The parties “continue to engage … in negotiations regarding a potential resolution of this matter,” they wrote in a joint filing on Friday, without elaborating on what a resolution may entail.
The filing also asked a federal judge to delay a status hearing on the case scheduled for Dec. 6 and said that defense lawyers are poised to withdraw motions they filed on Thursday asking for the case to be dismissed if the judge agrees to delay the hearing.
Judge Tanya Chutkan in the U.S. District Court for the District of Columbia granted the delay later on Friday, and scheduled a new hearing for Dec. 19.
Robert Driscoll, attorney for Butina and who is under a media gag order imposed by the judge in the case, declined to comment when asked whether his client may plead guilty in order to resolve the case.

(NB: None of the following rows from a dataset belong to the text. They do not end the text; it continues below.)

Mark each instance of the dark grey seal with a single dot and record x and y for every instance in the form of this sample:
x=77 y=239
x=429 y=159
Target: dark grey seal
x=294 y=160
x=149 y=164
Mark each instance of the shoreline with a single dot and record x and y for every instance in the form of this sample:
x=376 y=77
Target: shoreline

Butina, who has pleaded not guilty to the charges, has been held in a federal jail since her arrest over the summer.
The former American University graduate student was charged in July with acting as an agent of the Russian government and conspiring to take actions on behalf of Russia.
Butina is accused of working with a Russian official and two U.S. citizens to try and infiltrate the National Rifle Association and influence American foreign policy toward Russia.
Butina’s lawyers have previously identified the Russian official as Alexander Torshin, a deputy governor of Russia’s central bank who was hit with U.S. Treasury Department sanctions in April.
They also identified one of the two Americans mentioned in the criminal complaint as being Paul Erickson, a conservative U.S. political activist who was also dating Butina.
Neither Erickson nor Torshin have been accused of wrongdoing.
Prosecutors have said they believe Butina is a flight risk and claimed she had been in contact with Russian intelligence operatives and kept contact information for several Russian agents.
However, they have also made some serious missteps in handling the case, including erroneously accusing Butina of offering sex in exchange for a position in a special interest group.
They later backed off the claim and earned scorn from the judge, who said the incorrect allegations were “notorious” and had damaged Butina’s reputation.